In college, you are assigned a guidance counselor. This shouldn’t be new to you because you should’ve had one before. But, unlike the ones you’ve had in the past, your college counselors play a more vital role in your future.
They help you plan your schedules, whether to go to grad school or get a job, and decide on a future plan. To not utilize them is to take away from yourself because when it comes to making decisions on your professional future, it’s best to have some guidance.
Be A Regular
Make regular stops into your counselor’s office. You don’t have to go once a week or even once a month, just three times throughout the semester will suffice. The logic behind this idea is that you go once at the beginning, middle, and end of the semester, making sure that you are staying on track from start to finish.
They can also play as somewhat of a support team that can keep you going when you feel like things are getting tough and help you figure out ways to avoid academic roadblocks.
Don’t Be Afraid To Communicate
When you enter their office, they have no idea what you are going to ask and can’t read your mind so it is crucial that you communicate your desires to them effectively. Be prepared with a list of questions or requests you may have and be ready to have to explain exactly what you want. College counselors see a lot of people and do many tasks for different people throughout the day. Telling them exactly what you want is a sure way to get the best results from them.
Make Your Concerns Known Early
If you’re worried about the GRE or another standardized test, about spaces in a class, or maybe that you might not pass a class, let them know.
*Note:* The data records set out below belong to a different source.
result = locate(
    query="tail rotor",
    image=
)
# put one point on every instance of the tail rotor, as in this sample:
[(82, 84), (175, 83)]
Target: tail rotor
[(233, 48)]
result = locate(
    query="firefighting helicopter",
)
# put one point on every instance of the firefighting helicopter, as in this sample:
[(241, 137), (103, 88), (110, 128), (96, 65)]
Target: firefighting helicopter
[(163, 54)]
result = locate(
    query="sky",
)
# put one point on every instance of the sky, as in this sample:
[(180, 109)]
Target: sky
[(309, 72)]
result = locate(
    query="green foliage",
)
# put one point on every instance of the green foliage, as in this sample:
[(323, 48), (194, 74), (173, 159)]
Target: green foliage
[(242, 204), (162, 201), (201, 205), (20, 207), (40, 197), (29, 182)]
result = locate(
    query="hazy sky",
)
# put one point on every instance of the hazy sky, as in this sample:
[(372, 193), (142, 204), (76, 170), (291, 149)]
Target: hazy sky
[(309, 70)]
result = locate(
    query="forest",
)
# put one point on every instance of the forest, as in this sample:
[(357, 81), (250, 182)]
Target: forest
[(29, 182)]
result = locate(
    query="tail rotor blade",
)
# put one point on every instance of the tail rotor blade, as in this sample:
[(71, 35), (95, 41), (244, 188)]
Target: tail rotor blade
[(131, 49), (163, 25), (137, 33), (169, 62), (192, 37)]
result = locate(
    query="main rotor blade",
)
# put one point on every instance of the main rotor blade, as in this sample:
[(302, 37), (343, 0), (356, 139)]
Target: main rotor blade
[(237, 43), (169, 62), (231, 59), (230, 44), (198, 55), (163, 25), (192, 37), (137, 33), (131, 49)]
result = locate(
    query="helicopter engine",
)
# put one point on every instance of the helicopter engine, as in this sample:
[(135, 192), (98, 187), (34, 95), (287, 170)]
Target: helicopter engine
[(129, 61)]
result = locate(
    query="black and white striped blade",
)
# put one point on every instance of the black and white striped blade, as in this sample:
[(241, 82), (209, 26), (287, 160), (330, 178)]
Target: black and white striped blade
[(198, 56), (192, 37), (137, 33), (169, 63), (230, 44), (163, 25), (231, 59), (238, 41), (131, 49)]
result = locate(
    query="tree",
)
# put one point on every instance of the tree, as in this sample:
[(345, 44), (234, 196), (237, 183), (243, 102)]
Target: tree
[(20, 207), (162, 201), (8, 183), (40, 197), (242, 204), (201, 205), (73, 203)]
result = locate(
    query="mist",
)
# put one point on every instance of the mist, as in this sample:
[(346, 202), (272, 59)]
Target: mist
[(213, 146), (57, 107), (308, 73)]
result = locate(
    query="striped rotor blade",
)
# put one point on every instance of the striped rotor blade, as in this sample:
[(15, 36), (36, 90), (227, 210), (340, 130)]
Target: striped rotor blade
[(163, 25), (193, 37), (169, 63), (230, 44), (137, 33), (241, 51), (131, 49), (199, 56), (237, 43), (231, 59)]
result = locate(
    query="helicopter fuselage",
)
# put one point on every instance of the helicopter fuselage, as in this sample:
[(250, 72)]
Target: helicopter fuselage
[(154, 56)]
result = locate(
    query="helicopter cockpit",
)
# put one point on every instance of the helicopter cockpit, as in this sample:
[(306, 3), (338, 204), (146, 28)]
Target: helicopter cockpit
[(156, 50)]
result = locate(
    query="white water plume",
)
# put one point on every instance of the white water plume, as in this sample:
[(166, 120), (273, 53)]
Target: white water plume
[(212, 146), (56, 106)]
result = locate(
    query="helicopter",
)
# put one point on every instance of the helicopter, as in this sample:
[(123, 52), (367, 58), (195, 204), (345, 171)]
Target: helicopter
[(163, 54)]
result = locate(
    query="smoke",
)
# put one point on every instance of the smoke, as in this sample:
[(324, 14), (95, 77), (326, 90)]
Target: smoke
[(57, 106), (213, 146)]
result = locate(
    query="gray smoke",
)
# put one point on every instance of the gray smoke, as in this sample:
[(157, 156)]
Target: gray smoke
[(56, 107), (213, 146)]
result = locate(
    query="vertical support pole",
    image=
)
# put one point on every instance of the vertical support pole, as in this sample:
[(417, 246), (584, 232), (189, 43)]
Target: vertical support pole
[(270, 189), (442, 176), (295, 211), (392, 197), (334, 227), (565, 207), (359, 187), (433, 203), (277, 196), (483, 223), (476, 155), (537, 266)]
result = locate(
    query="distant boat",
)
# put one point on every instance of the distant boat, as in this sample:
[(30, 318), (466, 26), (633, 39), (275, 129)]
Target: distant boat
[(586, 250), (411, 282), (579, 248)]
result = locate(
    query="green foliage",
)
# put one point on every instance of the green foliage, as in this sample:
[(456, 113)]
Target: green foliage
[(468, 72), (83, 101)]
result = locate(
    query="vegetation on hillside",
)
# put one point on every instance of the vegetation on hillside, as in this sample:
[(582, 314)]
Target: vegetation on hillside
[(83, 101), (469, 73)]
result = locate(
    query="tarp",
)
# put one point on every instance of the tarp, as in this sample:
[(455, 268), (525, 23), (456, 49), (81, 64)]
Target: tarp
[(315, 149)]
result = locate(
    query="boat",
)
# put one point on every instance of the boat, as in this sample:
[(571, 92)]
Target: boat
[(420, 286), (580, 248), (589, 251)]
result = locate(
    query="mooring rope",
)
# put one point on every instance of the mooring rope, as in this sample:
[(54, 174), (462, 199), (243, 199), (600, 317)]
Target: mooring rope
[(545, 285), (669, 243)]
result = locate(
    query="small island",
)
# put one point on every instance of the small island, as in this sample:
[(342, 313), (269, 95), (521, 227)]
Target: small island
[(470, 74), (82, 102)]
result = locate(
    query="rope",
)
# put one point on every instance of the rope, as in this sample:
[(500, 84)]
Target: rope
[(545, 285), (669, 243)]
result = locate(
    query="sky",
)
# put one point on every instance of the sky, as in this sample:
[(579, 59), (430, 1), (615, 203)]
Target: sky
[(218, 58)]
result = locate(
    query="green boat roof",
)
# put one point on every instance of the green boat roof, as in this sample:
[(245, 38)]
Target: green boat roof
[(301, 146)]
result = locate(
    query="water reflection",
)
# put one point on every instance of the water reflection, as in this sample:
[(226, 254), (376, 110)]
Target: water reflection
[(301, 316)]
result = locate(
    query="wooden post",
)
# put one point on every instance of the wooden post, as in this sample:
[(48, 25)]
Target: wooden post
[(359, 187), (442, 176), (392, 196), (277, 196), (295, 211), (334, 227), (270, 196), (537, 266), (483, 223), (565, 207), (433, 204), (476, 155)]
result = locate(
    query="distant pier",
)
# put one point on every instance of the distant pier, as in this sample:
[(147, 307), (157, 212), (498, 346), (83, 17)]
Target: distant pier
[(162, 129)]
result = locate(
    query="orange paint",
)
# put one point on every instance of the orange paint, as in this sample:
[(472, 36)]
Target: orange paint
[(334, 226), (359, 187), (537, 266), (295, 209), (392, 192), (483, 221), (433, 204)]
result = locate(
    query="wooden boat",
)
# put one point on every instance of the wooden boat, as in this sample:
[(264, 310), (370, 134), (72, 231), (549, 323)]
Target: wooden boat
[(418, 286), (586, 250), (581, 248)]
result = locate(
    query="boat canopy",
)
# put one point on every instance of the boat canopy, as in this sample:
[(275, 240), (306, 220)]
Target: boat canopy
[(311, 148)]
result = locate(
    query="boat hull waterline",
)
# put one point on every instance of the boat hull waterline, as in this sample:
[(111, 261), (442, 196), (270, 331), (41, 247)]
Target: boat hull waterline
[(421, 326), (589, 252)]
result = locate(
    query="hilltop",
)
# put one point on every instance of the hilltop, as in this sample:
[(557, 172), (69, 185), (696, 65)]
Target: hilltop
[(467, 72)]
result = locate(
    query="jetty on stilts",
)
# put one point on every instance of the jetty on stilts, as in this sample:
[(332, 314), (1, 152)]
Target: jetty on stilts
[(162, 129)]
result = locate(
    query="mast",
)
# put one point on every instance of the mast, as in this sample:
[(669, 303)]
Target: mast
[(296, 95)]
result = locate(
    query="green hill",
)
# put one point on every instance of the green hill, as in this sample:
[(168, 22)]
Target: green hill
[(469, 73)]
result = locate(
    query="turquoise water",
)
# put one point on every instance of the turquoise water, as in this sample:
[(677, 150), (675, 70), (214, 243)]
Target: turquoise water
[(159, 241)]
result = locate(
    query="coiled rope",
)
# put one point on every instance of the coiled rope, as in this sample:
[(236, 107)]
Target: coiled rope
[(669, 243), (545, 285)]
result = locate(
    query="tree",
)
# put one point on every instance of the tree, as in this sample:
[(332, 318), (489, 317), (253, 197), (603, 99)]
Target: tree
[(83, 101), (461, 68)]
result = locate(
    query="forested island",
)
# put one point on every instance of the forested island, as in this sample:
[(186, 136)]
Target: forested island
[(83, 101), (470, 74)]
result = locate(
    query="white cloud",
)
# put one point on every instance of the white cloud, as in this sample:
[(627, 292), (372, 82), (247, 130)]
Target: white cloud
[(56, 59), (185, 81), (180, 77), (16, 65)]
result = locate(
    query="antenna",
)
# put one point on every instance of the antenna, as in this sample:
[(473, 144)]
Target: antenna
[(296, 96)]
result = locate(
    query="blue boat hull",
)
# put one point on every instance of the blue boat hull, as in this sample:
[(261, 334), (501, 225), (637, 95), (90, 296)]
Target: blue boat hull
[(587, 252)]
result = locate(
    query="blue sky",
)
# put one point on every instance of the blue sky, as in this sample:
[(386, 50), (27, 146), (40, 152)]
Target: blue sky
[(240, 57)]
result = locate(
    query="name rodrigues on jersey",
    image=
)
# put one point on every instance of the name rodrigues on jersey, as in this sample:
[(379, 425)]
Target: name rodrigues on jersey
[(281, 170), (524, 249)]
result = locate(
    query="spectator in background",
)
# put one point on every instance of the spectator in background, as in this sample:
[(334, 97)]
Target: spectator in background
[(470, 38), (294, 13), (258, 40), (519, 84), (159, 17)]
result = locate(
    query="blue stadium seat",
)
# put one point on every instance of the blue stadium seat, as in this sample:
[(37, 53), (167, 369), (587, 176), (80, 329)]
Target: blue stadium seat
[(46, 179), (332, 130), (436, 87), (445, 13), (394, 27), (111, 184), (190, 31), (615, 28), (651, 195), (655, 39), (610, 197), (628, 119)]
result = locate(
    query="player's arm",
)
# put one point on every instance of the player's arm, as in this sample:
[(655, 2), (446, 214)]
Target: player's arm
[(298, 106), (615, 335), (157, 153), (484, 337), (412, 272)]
They can provide you with info about tests or where to get information about certain subjects and professors.
But, the most important thing they can do is helping you preserve your GPA. Don’t be afraid to tell them that you are doing terrible in a class and might not pass. They can look at the damage and help you make a decision on what you can do to make sure your GPA doesn’t get affected.
Although it’s not mandatory, it is widely believed and proven that having regular visits to the guidance counselor helps students. So what are you waiting for? Get out there and start building a relationship with your guidance counselor while you still have the chance.